Rivers was named the starting quarterback of the Chargers, then based in San Diego, in 2006. In the years since, he managed to start all 16 regular-season games in an astonishing 15 consecutive seasons, 14 with the Chargers as the franchise moved to Los Angeles, and the 2020 season with the Indianapolis Colts. He had at least 20 touchdown passes, 250 completions and 3,000 yards in every one of those seasons.
Rivers retires ranking fifth in the three major career categories: completed passes (5,277), passing yards (63,440) and passing touchdowns (421). In each case, he ranks behind Tom Brady, Drew Brees, Peyton Manning and Brett Favre, in some order.
Unlike those four quarterbacks, he never played on a team good enough to make a Super Bowl. His career playoff record was only 5-7. Still, he was good enough to make eight Pro Bowls, and lead in just about every passer category for a season or two.
“Every year, Jan. 20 is a special and emotional day,” Rivers told ESPN. “It is St. Sebastian’s feast day, the day I played in the A.F.C. championship without an A.C.L., and now the day that after 17 seasons, I’m announcing my retirement from the National Football League.”
In the A.F.C. championship game for the 2007 season, Rivers played despite having torn his anterior cruciate ligament. The Chargers lost to Tom Brady and the New England Patriots, 21-12, denying Rivers that elusive Super Bowl appearance.
Rivers crossed paths with several quarterbacks who, like him, may wind up in the Hall of Fame. He was drafted No. 4 over all out of North Carolina State by the Giants, who immediately traded him to the Chargers for the No. 1 pick, Eli Manning.

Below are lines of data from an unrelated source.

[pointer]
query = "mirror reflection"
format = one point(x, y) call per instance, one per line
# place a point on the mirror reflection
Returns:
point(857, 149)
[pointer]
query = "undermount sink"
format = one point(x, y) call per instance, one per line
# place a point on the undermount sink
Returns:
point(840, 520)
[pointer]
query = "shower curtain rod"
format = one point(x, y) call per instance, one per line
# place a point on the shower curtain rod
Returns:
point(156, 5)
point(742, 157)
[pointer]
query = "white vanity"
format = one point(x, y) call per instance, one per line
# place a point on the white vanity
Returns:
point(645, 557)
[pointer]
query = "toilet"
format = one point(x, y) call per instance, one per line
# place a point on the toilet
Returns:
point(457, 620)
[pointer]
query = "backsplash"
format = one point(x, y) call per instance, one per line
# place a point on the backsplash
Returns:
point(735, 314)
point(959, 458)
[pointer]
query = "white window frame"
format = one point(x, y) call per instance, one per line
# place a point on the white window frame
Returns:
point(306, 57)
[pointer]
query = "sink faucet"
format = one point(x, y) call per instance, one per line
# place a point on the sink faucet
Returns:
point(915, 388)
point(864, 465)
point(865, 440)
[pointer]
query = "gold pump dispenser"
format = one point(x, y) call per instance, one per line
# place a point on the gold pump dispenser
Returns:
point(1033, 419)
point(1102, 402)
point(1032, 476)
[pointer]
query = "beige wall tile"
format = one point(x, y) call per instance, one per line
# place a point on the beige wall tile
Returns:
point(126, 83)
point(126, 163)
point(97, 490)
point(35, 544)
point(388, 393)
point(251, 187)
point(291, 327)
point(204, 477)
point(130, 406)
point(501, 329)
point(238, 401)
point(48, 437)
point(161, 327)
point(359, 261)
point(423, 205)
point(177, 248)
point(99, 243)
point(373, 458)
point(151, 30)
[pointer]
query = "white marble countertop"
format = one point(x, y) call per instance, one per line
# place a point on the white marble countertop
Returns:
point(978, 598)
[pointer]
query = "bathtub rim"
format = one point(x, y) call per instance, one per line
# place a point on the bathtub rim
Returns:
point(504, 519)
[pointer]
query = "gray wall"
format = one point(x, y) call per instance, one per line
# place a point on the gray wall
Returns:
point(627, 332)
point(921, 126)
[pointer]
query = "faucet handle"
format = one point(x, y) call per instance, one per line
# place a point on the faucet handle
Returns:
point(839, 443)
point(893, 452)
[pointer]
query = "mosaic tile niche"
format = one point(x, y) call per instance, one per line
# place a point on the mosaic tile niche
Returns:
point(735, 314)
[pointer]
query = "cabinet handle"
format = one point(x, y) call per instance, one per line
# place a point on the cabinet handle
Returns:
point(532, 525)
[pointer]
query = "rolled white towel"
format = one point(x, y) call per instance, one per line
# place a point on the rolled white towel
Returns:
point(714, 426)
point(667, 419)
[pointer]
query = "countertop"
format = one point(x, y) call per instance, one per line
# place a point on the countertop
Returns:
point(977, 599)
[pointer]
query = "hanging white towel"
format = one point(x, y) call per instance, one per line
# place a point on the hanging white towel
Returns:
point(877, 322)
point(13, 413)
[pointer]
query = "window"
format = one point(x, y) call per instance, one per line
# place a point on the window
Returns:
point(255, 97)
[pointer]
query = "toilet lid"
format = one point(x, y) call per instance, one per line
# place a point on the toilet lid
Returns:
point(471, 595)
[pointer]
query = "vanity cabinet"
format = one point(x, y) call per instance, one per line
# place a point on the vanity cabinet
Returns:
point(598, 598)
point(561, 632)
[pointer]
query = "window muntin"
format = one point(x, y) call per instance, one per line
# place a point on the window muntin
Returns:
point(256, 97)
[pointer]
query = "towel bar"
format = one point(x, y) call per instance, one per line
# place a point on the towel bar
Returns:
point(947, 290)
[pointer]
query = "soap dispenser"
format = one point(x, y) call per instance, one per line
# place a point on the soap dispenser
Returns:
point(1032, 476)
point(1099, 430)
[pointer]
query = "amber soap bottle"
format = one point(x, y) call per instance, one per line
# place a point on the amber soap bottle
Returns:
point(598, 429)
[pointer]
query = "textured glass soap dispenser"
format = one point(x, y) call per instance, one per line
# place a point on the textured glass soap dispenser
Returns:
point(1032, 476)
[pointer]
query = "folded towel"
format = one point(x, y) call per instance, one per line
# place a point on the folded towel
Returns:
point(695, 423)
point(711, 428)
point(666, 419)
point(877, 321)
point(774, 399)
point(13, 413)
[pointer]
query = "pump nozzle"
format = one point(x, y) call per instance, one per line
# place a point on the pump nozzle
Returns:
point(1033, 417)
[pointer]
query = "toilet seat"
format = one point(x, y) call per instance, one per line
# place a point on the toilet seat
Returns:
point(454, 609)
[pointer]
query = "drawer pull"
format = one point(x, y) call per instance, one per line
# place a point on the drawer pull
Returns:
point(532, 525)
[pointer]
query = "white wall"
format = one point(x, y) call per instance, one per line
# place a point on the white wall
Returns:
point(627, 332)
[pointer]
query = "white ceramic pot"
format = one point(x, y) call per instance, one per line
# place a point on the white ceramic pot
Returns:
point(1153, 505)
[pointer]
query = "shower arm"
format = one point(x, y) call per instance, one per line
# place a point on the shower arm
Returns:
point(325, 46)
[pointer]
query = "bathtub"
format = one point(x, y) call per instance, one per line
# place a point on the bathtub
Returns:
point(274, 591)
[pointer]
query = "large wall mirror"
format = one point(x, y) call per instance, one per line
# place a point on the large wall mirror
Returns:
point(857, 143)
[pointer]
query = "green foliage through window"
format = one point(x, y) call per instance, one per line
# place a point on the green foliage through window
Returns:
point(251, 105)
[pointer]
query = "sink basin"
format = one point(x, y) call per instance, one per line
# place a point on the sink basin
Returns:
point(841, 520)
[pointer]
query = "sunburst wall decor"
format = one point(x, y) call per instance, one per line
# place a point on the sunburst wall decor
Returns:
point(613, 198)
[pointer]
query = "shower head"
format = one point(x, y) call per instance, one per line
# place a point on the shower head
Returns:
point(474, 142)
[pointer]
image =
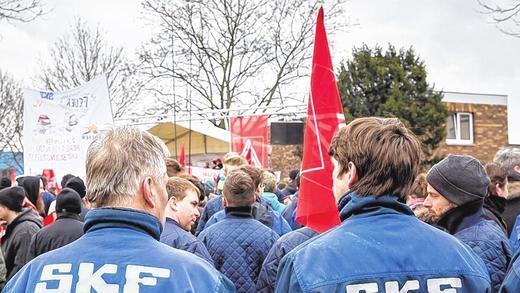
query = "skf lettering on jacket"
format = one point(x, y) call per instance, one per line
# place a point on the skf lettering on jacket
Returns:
point(88, 278)
point(441, 285)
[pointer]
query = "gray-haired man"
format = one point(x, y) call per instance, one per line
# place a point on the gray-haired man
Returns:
point(120, 251)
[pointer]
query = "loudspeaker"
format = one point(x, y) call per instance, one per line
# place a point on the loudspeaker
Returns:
point(286, 132)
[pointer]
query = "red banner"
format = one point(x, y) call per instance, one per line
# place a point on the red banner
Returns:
point(249, 136)
point(317, 208)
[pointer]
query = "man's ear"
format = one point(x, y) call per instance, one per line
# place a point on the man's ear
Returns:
point(149, 198)
point(352, 175)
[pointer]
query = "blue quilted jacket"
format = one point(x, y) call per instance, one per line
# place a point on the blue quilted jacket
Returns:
point(485, 237)
point(176, 237)
point(268, 217)
point(267, 279)
point(120, 252)
point(381, 247)
point(238, 245)
point(212, 207)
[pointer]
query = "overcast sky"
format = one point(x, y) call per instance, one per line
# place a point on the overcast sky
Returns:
point(462, 50)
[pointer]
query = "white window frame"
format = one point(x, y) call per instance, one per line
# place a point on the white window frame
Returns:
point(458, 140)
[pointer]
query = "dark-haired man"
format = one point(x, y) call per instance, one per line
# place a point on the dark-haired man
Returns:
point(376, 247)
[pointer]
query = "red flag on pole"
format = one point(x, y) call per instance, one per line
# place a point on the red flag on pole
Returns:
point(317, 207)
point(182, 156)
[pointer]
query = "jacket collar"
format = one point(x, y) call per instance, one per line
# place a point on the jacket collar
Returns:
point(370, 205)
point(123, 218)
point(462, 217)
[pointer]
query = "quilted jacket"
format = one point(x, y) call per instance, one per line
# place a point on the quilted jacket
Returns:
point(377, 249)
point(266, 215)
point(238, 245)
point(267, 279)
point(485, 237)
point(176, 237)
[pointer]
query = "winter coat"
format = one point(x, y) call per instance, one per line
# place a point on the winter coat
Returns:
point(212, 207)
point(17, 238)
point(265, 215)
point(467, 223)
point(377, 248)
point(238, 245)
point(273, 202)
point(175, 236)
point(512, 208)
point(267, 279)
point(511, 282)
point(66, 229)
point(120, 251)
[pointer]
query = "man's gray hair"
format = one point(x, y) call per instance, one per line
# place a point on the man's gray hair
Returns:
point(118, 161)
point(508, 158)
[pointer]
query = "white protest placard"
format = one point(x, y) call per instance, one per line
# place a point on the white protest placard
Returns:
point(59, 126)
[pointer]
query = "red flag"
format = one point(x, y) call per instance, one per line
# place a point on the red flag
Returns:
point(317, 207)
point(182, 156)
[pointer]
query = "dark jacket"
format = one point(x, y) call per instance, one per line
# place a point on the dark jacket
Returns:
point(17, 238)
point(176, 237)
point(238, 245)
point(467, 223)
point(212, 207)
point(379, 244)
point(267, 279)
point(66, 229)
point(120, 247)
point(512, 208)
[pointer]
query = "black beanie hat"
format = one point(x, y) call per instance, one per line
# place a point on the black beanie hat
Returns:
point(77, 185)
point(12, 198)
point(460, 179)
point(68, 201)
point(4, 183)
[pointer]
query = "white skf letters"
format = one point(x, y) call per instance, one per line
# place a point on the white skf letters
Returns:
point(59, 278)
point(440, 285)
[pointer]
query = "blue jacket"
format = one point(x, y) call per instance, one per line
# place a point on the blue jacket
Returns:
point(212, 207)
point(514, 239)
point(511, 283)
point(381, 246)
point(238, 245)
point(120, 251)
point(267, 279)
point(176, 237)
point(467, 222)
point(268, 217)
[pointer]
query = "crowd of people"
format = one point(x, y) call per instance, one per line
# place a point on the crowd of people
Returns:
point(139, 223)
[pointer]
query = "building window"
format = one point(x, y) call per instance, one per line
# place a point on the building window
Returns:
point(460, 129)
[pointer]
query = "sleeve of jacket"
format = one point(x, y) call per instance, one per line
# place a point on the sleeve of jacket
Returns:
point(286, 280)
point(267, 278)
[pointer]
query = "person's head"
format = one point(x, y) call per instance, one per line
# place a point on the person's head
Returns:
point(232, 161)
point(498, 180)
point(269, 181)
point(173, 167)
point(125, 168)
point(239, 190)
point(255, 174)
point(11, 203)
point(5, 183)
point(65, 179)
point(68, 201)
point(374, 156)
point(183, 201)
point(455, 181)
point(509, 158)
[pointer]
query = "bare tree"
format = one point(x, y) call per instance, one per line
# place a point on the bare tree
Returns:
point(20, 10)
point(11, 112)
point(505, 13)
point(231, 52)
point(82, 55)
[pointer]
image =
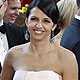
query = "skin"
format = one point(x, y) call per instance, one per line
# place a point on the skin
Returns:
point(35, 56)
point(3, 7)
point(12, 11)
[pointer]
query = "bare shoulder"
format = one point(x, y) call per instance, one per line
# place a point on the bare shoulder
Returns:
point(68, 58)
point(16, 51)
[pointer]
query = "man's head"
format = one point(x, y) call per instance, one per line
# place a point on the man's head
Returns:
point(12, 11)
point(78, 3)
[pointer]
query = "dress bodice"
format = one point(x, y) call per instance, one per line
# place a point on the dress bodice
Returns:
point(40, 75)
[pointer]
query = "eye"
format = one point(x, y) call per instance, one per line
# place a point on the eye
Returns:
point(47, 21)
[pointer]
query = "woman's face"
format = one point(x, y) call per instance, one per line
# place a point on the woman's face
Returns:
point(39, 24)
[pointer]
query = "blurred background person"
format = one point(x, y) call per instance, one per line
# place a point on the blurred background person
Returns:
point(71, 36)
point(67, 10)
point(40, 59)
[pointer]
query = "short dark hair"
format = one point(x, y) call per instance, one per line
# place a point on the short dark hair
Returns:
point(49, 7)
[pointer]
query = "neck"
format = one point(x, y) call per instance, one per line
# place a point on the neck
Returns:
point(59, 35)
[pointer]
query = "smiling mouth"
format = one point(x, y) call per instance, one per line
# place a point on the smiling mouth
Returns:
point(38, 31)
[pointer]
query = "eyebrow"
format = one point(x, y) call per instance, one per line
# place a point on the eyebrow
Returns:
point(1, 5)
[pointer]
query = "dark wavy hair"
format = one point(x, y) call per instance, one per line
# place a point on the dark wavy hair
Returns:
point(47, 6)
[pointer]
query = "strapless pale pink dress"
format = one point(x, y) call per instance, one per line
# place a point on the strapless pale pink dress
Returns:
point(40, 75)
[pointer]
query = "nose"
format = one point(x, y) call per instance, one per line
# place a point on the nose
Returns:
point(39, 25)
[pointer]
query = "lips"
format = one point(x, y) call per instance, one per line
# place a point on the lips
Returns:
point(38, 31)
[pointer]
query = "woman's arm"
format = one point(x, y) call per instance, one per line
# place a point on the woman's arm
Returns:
point(70, 67)
point(7, 70)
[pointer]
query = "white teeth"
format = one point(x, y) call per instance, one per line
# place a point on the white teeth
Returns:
point(38, 32)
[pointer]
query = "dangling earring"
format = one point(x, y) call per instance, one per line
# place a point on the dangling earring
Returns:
point(27, 35)
point(52, 37)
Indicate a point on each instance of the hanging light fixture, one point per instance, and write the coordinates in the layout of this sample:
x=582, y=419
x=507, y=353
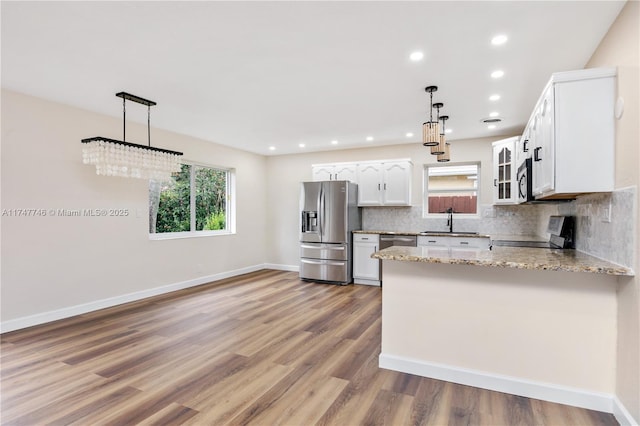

After two seasons on the bench, Rivers got the starting job with the Chargers when they decided to let their incumbent quarterback, Drew Brees, leave as a free agent. But Rivers proved nearly as productive over his long career.
Even in his final season, with Indianapolis, he led the team to an 11-5 record. In his final game, he lost to the Buffalo Bills in the first round of the playoffs, 27-24.
Born in Alabama, the son of a high school football coach and a teacher, Rivers for a time caught the fancy of fans by wearing a bolo tie at postgame interviews. “Whether he does or not, he comes across as a guy who when he’s done playing is going to be on a ranch, cleaning a barn or riding a horse,” Chargers tight end Antonio Gates said in 2014 of Rivers, who had a locker next to him for a decade. “He’s got that true country boy in him.”
“I can sit here and say: ‘I can still throw it. I love to play,’” Rivers told The San Diego Union-Tribune. “But that’s always going to be there. I’m excited to go coach high school football.”
In May, Rivers was announced as the next head coach at St. Michael Catholic High School in Fairhope, Ala., effective after his N.F.L. career was over.
Rivers concluded a statement of thanks to fans, coaches and teammates with the Latin phrase “nunc coepi,” which he has translated as “now I begin.” The phrase has served as his motto over the years, and hung on the wall of the Chargers’ locker room.